If we use underwriters for a sale of securities, the underwriters will acquire the securities for their own account for resale to the public, either on a firm commitment basis or a best efforts basis. The underwriters may resell the securities in one or more transactions, including negotiated transactions, at a fixed public offering price or at varying prices determined at the time of sale. Underwriters may offer the securities to the public either through underwriting syndicates represented by one or more managing underwriters or directly by one or more firms acting as underwriters. If an underwriter or underwriters are used in the sale of securities hereunder, an underwriting agreement will be executed with the underwriter or underwriters at the time an agreement for sale is reached. Unless we inform you otherwise in the applicable prospectus supplement, the obligations of the underwriters to purchase the securities will be subject to certain conditions. We may change from time to time any public offering price and any discounts or concessions the underwriters allow or pay to dealers.

During and after an offering through underwriters, the underwriters may purchase and sell the securities in the open market. These transactions may include overallotment and stabilizing transactions and purchases to cover syndicate short positions created in connection with the offering. The underwriters may also impose a penalty bid, which means that selling concessions allowed to syndicate members or other broker-dealers for the offered securities sold for their account may be reclaimed by the syndicate if the offered securities are repurchased by the syndicate in stabilizing or covering transactions. These activities may stabilize, maintain or otherwise affect the market price of the offered securities, which may be higher than the price that might otherwise prevail in the open market. If commenced, the underwriters may discontinue these activities at any time.

Under Rule 15c6-1 of the Exchange Act, trades in the secondary market generally are required to settle in two business days, unless the parties to any such trade expressly agree otherwise or the securities are sold by us to an underwriter in a firm commitment underwritten offering. Pursuant to recent amendments to Rule 15c6-1 of the Exchange Act, after May 28, 2024, trades may settle on the first business day that is also a trading day. The applicable prospectus supplement may provide that the original issue date for your securities may be more than two scheduled business days after the trade date for your securities. Accordingly, in such a case, if you wish to trade securities on any date prior to the second business day before the original issue date for your securities, you will be required, by virtue of the fact that your securities initially are expected to settle in more than two scheduled business days after the trade date for your securities, to make alternative settlement arrangements to prevent a failed settlement.

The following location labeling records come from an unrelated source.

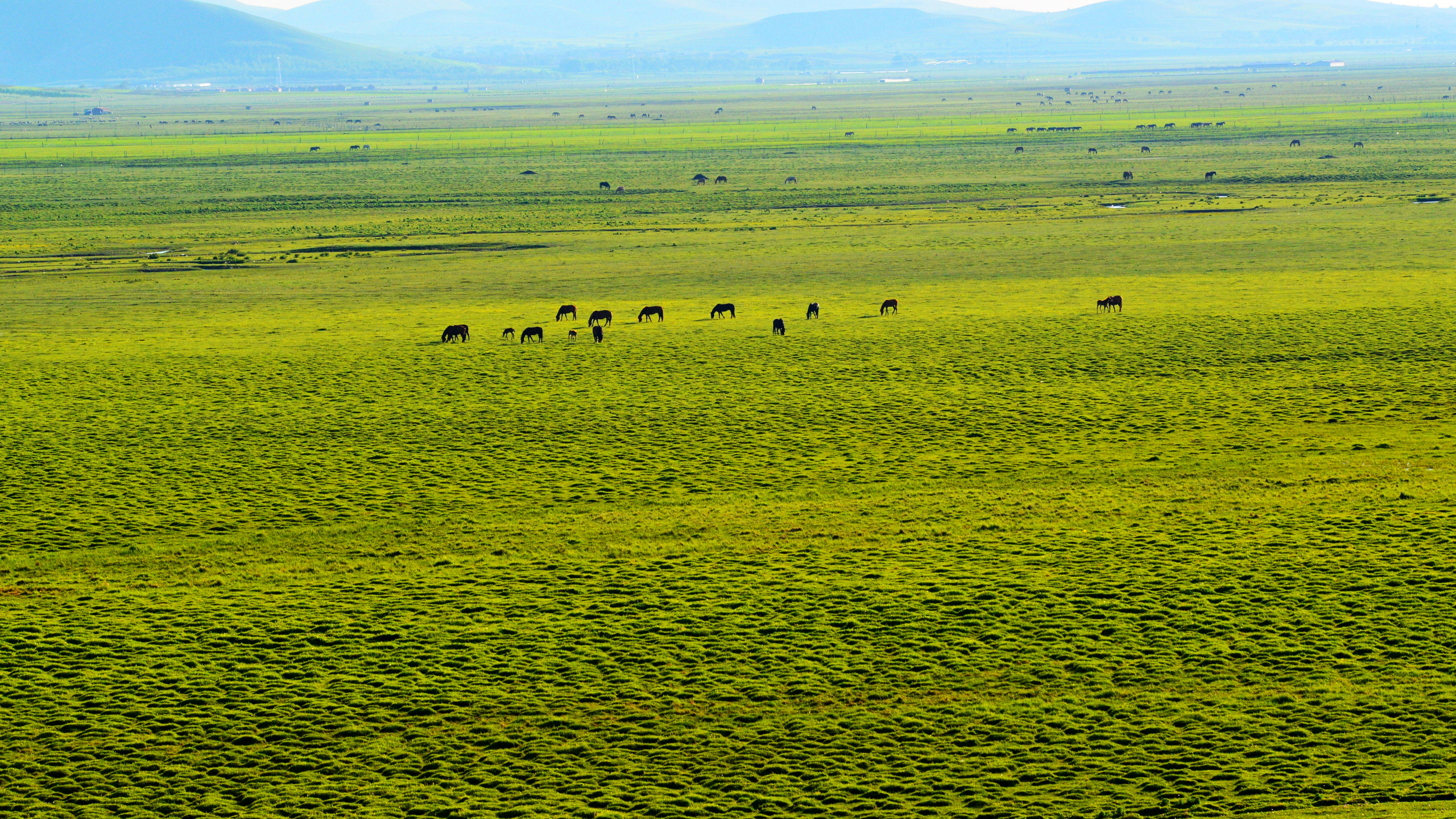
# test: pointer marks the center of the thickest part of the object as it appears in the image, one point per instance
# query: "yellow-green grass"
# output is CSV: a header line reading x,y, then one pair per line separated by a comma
x,y
271,549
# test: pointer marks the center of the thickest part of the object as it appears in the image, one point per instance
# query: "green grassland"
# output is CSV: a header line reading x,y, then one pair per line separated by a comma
x,y
274,550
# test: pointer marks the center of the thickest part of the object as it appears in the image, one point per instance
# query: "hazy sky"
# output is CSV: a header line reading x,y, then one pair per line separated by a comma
x,y
1023,5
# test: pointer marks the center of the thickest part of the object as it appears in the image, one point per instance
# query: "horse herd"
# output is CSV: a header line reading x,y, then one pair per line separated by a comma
x,y
603,318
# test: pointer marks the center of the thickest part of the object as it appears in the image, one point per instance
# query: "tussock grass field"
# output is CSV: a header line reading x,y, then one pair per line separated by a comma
x,y
271,549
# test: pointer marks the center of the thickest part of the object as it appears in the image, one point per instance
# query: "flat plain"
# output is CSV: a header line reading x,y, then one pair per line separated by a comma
x,y
271,549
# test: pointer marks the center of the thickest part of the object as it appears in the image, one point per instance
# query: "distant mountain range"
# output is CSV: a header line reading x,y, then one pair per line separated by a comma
x,y
1116,28
453,24
139,41
1130,27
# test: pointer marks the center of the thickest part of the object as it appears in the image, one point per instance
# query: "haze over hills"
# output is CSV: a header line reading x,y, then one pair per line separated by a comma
x,y
137,41
857,30
1112,30
453,24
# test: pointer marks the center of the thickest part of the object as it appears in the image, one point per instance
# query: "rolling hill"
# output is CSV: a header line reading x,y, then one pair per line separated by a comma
x,y
137,41
452,24
1112,30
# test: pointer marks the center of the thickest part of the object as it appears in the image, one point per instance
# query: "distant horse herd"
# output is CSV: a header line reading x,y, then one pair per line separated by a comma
x,y
603,318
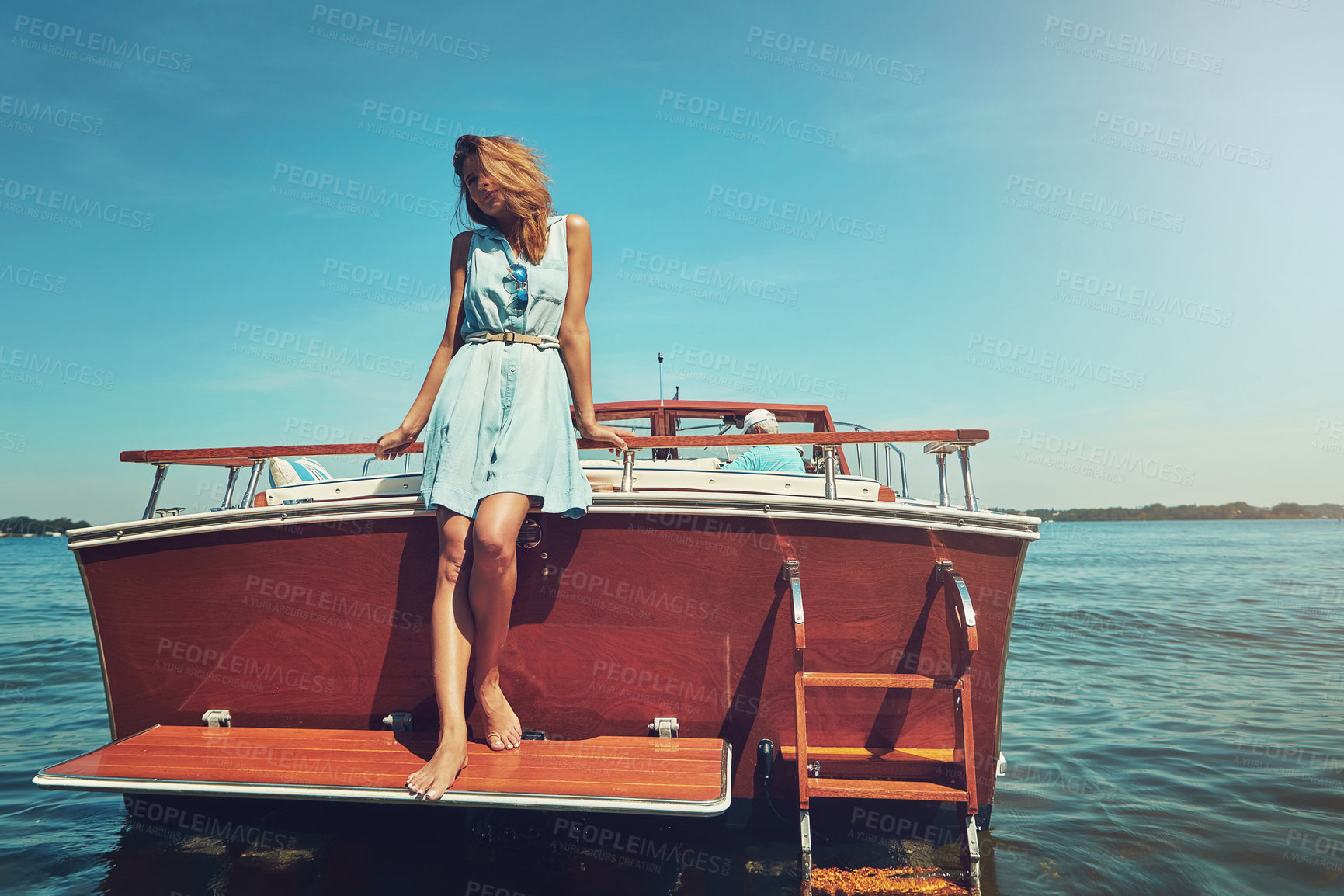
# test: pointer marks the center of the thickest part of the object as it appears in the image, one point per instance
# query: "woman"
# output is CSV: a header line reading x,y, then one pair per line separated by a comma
x,y
496,423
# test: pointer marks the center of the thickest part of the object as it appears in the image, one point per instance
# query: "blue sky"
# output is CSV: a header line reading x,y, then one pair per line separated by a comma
x,y
1108,233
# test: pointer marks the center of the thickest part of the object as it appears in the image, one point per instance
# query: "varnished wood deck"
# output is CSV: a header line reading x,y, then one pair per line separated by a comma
x,y
658,776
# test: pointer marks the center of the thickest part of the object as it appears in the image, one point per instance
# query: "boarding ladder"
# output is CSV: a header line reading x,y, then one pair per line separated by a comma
x,y
895,781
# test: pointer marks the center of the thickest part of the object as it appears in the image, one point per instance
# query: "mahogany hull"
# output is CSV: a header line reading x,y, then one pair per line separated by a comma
x,y
620,616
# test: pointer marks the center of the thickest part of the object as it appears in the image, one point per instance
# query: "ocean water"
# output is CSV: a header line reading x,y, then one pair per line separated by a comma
x,y
1174,724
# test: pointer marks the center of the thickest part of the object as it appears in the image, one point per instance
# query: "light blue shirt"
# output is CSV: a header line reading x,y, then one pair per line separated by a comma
x,y
502,418
769,458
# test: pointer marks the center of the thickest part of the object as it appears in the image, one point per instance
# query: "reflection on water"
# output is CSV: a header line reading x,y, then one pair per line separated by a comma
x,y
1171,721
195,846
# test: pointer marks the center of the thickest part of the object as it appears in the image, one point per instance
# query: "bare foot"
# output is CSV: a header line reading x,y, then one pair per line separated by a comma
x,y
441,770
503,730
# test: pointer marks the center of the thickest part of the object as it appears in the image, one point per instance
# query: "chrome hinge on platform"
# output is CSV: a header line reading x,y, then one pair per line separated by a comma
x,y
398,721
664,727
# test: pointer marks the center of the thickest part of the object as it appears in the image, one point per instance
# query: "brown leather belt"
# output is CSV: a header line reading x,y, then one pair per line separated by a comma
x,y
509,338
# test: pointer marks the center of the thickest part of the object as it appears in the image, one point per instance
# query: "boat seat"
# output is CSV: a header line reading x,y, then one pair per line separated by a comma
x,y
648,776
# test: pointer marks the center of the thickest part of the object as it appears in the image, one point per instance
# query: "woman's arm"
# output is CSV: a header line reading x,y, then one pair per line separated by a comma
x,y
415,418
575,346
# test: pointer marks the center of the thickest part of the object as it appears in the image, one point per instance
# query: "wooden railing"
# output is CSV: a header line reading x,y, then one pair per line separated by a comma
x,y
245,456
937,443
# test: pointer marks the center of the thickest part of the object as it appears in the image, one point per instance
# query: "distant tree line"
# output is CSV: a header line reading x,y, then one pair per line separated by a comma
x,y
1235,511
27,526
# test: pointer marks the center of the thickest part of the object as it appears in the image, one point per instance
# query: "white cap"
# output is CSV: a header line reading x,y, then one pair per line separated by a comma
x,y
759,415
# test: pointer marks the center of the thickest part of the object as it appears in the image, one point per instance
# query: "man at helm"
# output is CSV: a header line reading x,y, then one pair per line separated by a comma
x,y
766,458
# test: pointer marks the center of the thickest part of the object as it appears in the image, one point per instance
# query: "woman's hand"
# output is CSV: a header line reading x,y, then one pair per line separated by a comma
x,y
599,432
391,445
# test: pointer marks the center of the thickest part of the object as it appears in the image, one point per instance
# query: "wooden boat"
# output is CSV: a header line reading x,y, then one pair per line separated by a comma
x,y
699,641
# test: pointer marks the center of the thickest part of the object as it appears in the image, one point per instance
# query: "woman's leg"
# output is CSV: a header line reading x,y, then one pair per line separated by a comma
x,y
452,633
494,578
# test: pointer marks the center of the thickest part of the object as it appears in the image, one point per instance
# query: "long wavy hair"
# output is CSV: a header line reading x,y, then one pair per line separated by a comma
x,y
518,171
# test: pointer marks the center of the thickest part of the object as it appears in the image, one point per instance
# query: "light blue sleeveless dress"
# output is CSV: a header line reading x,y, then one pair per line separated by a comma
x,y
502,418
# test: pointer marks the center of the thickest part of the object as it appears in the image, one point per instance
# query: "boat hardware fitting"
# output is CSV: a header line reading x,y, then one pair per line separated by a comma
x,y
664,727
829,464
628,471
229,488
530,533
398,721
160,472
252,482
971,852
805,832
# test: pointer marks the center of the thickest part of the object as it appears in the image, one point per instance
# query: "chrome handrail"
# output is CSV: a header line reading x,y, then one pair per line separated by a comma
x,y
890,448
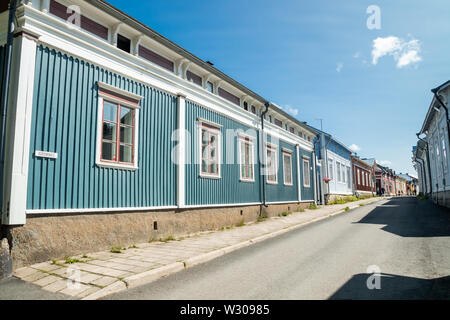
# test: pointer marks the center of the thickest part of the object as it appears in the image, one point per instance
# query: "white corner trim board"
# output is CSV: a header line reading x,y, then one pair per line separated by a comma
x,y
55,34
18,132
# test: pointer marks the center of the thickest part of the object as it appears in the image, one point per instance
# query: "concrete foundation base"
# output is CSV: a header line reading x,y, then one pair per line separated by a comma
x,y
441,198
5,259
54,236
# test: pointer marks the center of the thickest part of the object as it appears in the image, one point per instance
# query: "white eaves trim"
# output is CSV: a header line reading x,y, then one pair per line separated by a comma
x,y
55,34
119,91
96,210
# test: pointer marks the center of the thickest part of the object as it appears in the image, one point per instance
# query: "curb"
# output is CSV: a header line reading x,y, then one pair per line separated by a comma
x,y
155,274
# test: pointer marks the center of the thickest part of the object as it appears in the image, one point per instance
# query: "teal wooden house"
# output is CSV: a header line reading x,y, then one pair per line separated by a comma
x,y
104,115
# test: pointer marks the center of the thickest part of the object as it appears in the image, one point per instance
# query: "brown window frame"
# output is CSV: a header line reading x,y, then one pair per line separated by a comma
x,y
118,125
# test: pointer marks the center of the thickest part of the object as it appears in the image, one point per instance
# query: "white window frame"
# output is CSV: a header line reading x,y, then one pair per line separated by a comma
x,y
338,171
304,161
331,170
288,154
100,103
348,174
274,149
213,128
247,140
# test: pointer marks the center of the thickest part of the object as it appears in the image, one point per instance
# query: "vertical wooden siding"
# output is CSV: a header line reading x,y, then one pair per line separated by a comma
x,y
280,192
307,192
65,121
228,189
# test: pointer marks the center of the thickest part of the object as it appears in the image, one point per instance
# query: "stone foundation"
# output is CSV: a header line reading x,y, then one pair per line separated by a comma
x,y
441,198
54,236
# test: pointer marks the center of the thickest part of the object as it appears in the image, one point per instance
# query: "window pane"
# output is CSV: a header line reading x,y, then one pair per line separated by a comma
x,y
204,136
109,131
126,116
306,179
126,135
204,166
126,153
109,111
213,140
213,167
109,151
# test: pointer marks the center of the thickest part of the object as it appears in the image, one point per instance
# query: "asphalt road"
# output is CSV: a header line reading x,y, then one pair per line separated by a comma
x,y
406,239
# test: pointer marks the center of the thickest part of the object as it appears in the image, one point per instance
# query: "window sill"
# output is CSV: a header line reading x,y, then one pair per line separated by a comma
x,y
116,166
247,180
207,176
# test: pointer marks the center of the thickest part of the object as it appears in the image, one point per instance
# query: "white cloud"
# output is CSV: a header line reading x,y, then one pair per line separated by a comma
x,y
384,162
403,52
289,109
408,58
354,147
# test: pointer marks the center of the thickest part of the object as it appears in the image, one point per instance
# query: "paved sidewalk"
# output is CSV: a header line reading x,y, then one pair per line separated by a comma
x,y
96,275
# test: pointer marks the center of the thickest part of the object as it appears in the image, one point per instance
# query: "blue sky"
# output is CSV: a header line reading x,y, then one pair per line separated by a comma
x,y
314,58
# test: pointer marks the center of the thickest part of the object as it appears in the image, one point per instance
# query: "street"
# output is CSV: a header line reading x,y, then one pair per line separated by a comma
x,y
408,240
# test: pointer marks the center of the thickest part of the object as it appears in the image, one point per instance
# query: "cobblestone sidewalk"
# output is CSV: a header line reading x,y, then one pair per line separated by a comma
x,y
96,275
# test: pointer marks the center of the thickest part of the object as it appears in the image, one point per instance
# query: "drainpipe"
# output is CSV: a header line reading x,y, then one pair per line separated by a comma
x,y
317,184
263,178
428,162
422,164
435,92
6,76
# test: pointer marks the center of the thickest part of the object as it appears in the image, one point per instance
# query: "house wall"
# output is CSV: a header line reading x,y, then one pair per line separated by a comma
x,y
228,189
65,121
336,186
362,178
72,204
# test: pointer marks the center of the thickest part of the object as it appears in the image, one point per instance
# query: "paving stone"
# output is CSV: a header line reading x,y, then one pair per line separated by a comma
x,y
45,266
35,276
104,281
46,280
87,292
75,290
56,286
87,277
24,272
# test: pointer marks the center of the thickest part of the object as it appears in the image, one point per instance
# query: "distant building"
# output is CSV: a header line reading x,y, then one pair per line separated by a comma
x,y
430,155
363,176
385,181
400,186
412,187
335,167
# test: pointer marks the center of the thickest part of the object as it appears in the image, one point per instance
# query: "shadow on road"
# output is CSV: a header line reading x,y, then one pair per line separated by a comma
x,y
394,287
410,217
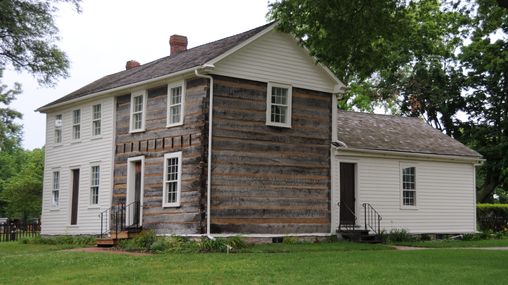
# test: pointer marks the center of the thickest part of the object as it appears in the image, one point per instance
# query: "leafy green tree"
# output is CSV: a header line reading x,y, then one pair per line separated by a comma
x,y
23,191
27,38
486,61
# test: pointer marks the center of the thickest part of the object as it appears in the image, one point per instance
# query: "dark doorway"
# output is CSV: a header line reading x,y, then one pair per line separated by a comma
x,y
75,196
137,192
347,193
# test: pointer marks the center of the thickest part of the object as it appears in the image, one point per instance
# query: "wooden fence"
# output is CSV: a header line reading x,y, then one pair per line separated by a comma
x,y
15,231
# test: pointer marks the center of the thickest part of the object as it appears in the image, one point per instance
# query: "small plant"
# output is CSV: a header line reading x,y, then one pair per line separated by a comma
x,y
397,235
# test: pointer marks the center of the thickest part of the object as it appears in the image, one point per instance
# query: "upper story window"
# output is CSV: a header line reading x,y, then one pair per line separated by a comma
x,y
94,185
76,124
55,192
278,105
58,128
138,107
96,119
172,179
409,186
176,98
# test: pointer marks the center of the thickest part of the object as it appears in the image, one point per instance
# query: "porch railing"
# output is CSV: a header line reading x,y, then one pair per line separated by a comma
x,y
11,231
119,218
372,218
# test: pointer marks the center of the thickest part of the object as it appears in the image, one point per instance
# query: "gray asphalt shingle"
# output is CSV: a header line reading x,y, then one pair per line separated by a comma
x,y
395,133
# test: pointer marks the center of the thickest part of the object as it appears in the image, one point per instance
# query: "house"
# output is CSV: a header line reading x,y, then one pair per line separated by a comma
x,y
243,136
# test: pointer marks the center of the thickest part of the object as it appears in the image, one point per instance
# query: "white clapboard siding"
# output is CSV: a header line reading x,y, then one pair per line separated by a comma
x,y
276,57
82,154
445,194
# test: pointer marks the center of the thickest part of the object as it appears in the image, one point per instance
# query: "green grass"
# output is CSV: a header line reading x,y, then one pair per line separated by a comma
x,y
458,243
342,263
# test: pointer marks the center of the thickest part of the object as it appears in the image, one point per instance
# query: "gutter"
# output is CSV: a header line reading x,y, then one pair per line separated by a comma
x,y
476,160
207,68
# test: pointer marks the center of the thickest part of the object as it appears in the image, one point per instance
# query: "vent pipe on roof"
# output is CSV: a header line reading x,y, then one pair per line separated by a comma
x,y
178,44
131,64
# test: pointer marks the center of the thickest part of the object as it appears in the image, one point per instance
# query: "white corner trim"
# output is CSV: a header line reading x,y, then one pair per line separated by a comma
x,y
167,156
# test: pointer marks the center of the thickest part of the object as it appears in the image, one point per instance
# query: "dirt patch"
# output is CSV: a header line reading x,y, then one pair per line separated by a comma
x,y
108,250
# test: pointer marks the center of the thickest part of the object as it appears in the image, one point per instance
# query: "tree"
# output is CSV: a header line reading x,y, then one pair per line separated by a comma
x,y
486,61
28,35
23,191
427,58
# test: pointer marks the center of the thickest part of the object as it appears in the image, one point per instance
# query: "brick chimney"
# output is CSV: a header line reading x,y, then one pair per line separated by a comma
x,y
178,44
131,64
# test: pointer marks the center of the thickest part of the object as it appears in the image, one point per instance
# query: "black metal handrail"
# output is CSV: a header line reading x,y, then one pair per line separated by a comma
x,y
120,218
372,218
350,211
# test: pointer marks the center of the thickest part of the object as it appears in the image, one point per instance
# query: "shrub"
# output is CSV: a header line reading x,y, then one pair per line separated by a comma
x,y
396,235
492,217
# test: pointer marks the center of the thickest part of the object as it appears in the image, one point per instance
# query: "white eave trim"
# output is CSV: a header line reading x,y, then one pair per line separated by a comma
x,y
120,88
401,155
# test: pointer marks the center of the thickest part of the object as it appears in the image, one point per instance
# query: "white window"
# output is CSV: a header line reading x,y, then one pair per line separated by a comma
x,y
138,106
76,124
172,179
409,186
55,192
96,120
58,128
176,99
278,107
94,185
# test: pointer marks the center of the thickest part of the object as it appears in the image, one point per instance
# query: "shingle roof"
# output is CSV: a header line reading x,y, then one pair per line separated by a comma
x,y
394,133
193,57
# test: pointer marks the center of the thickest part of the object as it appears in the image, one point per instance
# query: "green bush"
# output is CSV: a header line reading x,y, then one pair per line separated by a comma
x,y
72,240
397,235
492,217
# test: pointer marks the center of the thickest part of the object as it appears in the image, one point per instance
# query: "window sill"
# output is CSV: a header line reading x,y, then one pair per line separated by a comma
x,y
174,125
279,125
136,131
410,208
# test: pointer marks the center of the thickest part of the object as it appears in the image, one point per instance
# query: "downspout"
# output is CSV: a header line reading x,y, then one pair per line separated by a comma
x,y
209,170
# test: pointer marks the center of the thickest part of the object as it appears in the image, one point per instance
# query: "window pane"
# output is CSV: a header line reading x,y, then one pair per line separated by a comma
x,y
176,95
138,104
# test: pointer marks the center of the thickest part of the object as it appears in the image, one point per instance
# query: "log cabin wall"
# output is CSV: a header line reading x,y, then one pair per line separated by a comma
x,y
153,143
269,180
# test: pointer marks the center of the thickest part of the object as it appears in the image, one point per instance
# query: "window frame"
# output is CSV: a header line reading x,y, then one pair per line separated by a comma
x,y
134,95
96,121
269,104
171,86
55,188
57,136
76,124
93,186
165,181
403,189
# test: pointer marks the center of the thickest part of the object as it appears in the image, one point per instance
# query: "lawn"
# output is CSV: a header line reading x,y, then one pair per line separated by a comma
x,y
342,263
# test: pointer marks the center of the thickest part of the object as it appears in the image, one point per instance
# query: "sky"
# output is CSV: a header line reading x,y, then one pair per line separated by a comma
x,y
101,39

Some or all of the securities that we offer though this prospectus may be new issues of securities with no established trading market. Any underwriters to whom we sell our securities for public offering and sale may make a market in those securities, but they will not be obligated to do so and they may discontinue any market making at any time without notice. Accordingly, we cannot assure you of the liquidity of, or continued trading markets for, any securities that we offer.

If dealers are used for the sale of securities, we, or an underwriter, will sell the securities to them as principals. The dealers may then resell those securities to the public at varying prices determined by the dealers at the time of resale. We will include in the applicable prospectus supplement the names of the dealers and the terms of the transaction.

We may also sell the securities through agents designated from time to time. In the applicable prospectus supplement, we will name any agent involved in the offer or sale of the offered securities, and we will describe any commissions payable to the agent. Unless we inform you otherwise in the applicable prospectus supplement, any agent will agree to use its reasonable best efforts to solicit purchases for the period of its appointment.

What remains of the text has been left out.